The Board of Governors of the Federal Reserve System, the Federal Deposit Insurance Corporation, and the Office of the Comptroller of the Currency issued late last month the host state loan-to-deposit ratios that they will use to determine compliance with section 109 of the Riegle-Neal Interstate Banking and Branching Efficiency Act of 1994. These ratios replace the prior year’s ratios, which were released on June 17, 2016.
In general, section 109 prohibits a bank from establishing or acquiring a branch or branches outside of its home state primarily for the purpose of deposit production. Section 109 also prohibits branches of banks controlled by out-of-state bank holding companies from operating primarily for the purpose of deposit production.
Section 109 provides a process to test compliance with the statutory requirements. The first step in the process involves a loan-to-deposit ratio test that compares an out-of-state bank’s loan-to-deposit ratio in a host state to the average loan-to-deposit ratio in the host state.
A second step is conducted if a bank’s statewide loan-to-deposit ratio is less than one-half of the published ratio for that state or if data are not available at the bank to conduct the first step.
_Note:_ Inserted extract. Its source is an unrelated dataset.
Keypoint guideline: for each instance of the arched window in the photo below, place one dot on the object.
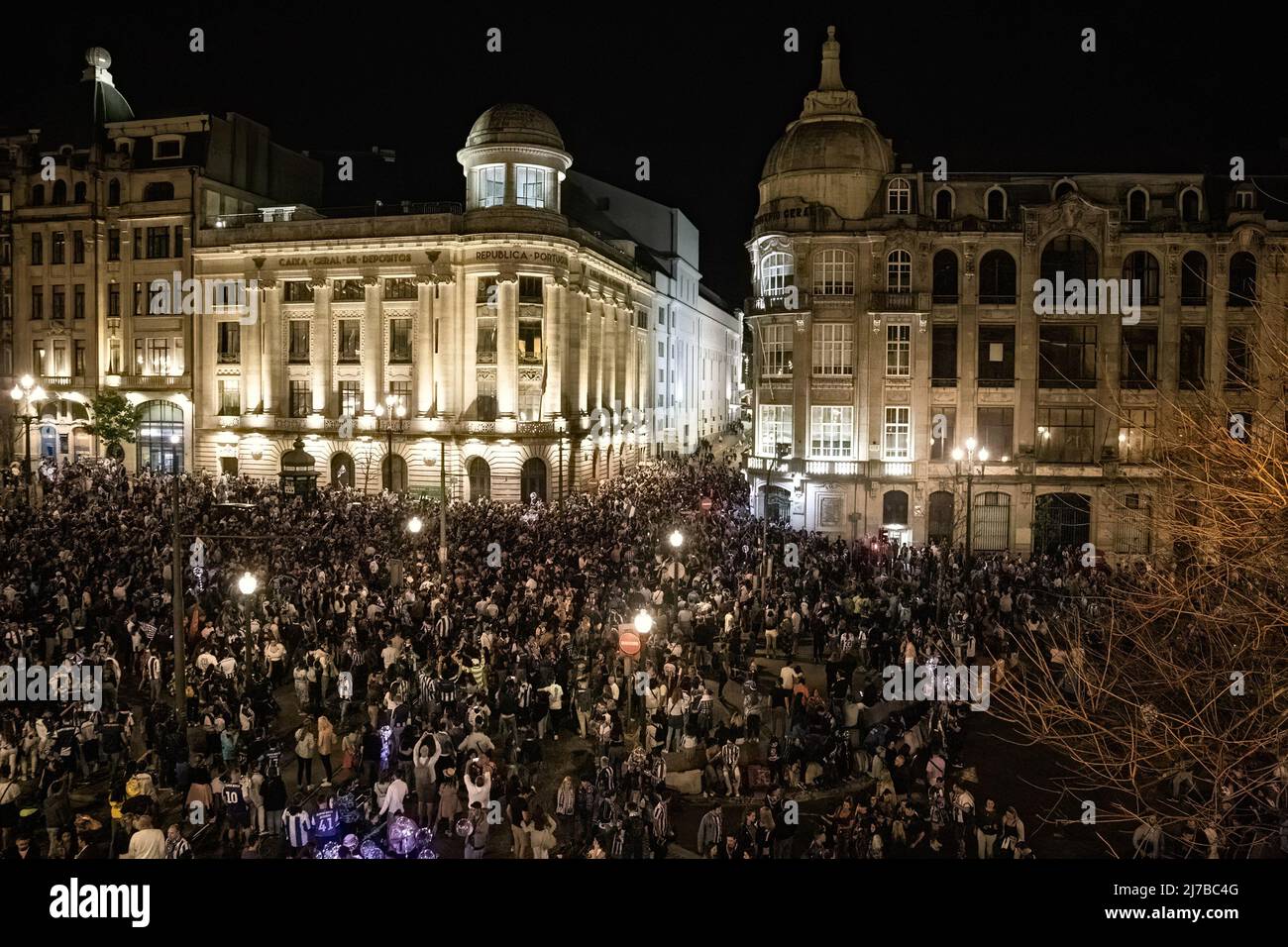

The second step requires the appropriate agency to determine whether the bank is reasonably helping to meet the credit needs of the communities served by the bank’s interstate branches.
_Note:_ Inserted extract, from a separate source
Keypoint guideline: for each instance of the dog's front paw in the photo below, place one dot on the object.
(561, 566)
A bank that fails both steps is in violation of section 109 and is subject to sanctions by the appropriate agency.
Due to the legislative intent against imposing regulatory burden, no additional data were
collected from institutions to implement section 109. However, since insufficient lending data were available on a geographic basis to calculate the host state loan -to-deposit ratios directly, the agencies used a proxy to estimate the ratios. Accordingly, the agencies calculated the host state loan-to-deposit ratios using data obtained from the Consolidated Reports of Condition and Income (call reports) and Summary of Deposits Surveys (summary of deposits), as of June 30, 2016. For each home state bank, the agencies calculated the percentage of the bank’s total deposits attributable to branches located in its home state (determined from the summary of deposits), and applied this percentage to the bank’s total domestic loans (determined from the call reports) to estimate the amount of loans attributable to the home state. The host state loan-to-deposit ratio was then calculated by separately totaling the loans and deposits for the home state banks, and then dividing the sum of the loans by the sum of the deposits.
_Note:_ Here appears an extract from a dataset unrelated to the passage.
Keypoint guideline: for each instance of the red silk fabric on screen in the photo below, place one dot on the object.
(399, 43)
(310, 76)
Section 109 directs the agencies to determine, from relevant sources, the host state loan-to-deposit ratios. As discussed in the preamble to the joint final rule, Prohibition Against Use of Interstate Branches Primarily for Deposit Production (62 FR 47728, 47731, Sept. 10, 1997), implementing section 109, banks designated as wholesale or limited purpose banks under the Community Reinvestment Act were excluded from the host state loan-to-deposit calculation, recognizing that these banks could have very large loan portfolios, but few, if any, deposits.
The estimated host state loan-to-deposit ratios, and any changes in the way the ratios are calculated, will be publicized on an annual basis.